What’s the craziest thing that has ever happened?

Well early on, I don’t want to say it’s the craziest thing that happened, more like crazy challenges. When we started our menu in Napa, it was really-really traditional. We had the Arepas, which is the white corn pocket, stuffed with the different things, and then we had the Cachapas, people were asking for the different combinations, like: I want plantains with chicken salad in the sweet corn pocket. I mean, I wouldn’t eat that, but if you want that, that’s what you want do, you can eat it.  I wouldn’t say crazy, it’s just interesting to listen to customers interpret your food, and being open. In terms of crazy stuff dealing with the city, like our neighbors upstairs they just throw random stuff at customers here, just because. It’s just navigating the city.  It’s just what the Mission is. You know if you want to be part of the city you have to be able to live with that.  One crazy thing is, where we are standing right in front of this mural, when we bought this place 5 yrs ago, it was a different mural. And the guy that did it was an LA artist. And the graffiti artists here got really mad at him, because he was taking a wall from them and not local, right? They erased his graffiti and then they did [painted] something. And then the guy came back and he did [painted] something. So we had these 10 days of graffiti work. So every morning, the guy would come and throw the paint on the restaurant window. Can you see all this red paint? It’s because, they were just throwing paint at the other person’s graffiti. If you go on to my blog, I have this title called Graffiti War and I have it all documented. And that is one of those things that has nothing to do with food, but has everything to do with the “thing”, it’s a living thing. Yeah, because people are walking in and they are like…crazy. What can I say? There was another instance that I remember when a disgruntled employee left us a black pigeon with needles on the front entrance.  It required some serious cleansing.  That’s some real Mission stuff right there!

Do you like where Mission is going and how it’s changing?

I don’t know. I think it’s a bigger question about San Francisco, right? And what’s going in San Francisco. I have an issue with the fight of the city not becoming affordable and just pushing people out. And it is going to change the soul of the city. But you know it’s probably cyclical, they can go, and they can come back. What I hate is, the sense that “money can buy anything”, and that is not true. And people feel like, they have a sense of ownership because “they can buy it”, and it’s like “no, you don’t own it”. So, I don’t know, I have mixed feelings about it. But at the same time, sales are up, people are out, they are spending money, people are downloading apps, so it’s very creative, it’s a different creative process, and that’s good. So I have mixed feelings.

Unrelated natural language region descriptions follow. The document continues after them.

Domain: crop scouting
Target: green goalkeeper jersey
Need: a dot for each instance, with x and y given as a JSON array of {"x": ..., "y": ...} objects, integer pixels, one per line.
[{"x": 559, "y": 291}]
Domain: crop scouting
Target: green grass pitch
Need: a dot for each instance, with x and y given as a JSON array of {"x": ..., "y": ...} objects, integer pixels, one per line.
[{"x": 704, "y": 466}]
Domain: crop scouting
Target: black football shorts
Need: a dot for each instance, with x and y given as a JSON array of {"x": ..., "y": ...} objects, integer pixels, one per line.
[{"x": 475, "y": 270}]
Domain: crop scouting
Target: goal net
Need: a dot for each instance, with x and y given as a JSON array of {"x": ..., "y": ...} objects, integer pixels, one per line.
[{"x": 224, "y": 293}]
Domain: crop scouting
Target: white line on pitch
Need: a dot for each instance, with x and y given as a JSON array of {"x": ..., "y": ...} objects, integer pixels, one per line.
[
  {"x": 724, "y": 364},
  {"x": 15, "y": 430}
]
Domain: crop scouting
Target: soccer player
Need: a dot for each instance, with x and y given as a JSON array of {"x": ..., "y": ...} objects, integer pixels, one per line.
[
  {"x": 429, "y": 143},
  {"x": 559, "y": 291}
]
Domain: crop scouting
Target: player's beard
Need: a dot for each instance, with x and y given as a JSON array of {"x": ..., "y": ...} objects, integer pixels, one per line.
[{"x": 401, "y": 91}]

What is your cooking philosophy?

Few things, One, I’ve never been attracted to extremely eccentric ingredients, things that are not easy to either find, or that you have to pay too much for, or that people cannot connect to. I like simplicity. I do believe very much in fresh, fresh food being made the fresher the better. I think where your inspiration comes from is really important and what you cook, and people find inspirations in different things. For me, it’s family and my heritage.

What do you want people to take away from your restaurant? And the experience they have here?

I want people to come in and say something different. It’s an ethnic experience. It’s food from Venezuela. It’s also 100% gluten free and naturally so. And it’s so because corn, plantain, yuca, and taro roots (which are core ingredients), those are 100% gluten free. And you can have delicious food without compromising the flavors. And that’s something we feel very strongly about. I want people to come out feeling satisfied and closer to something new that they didn’t know.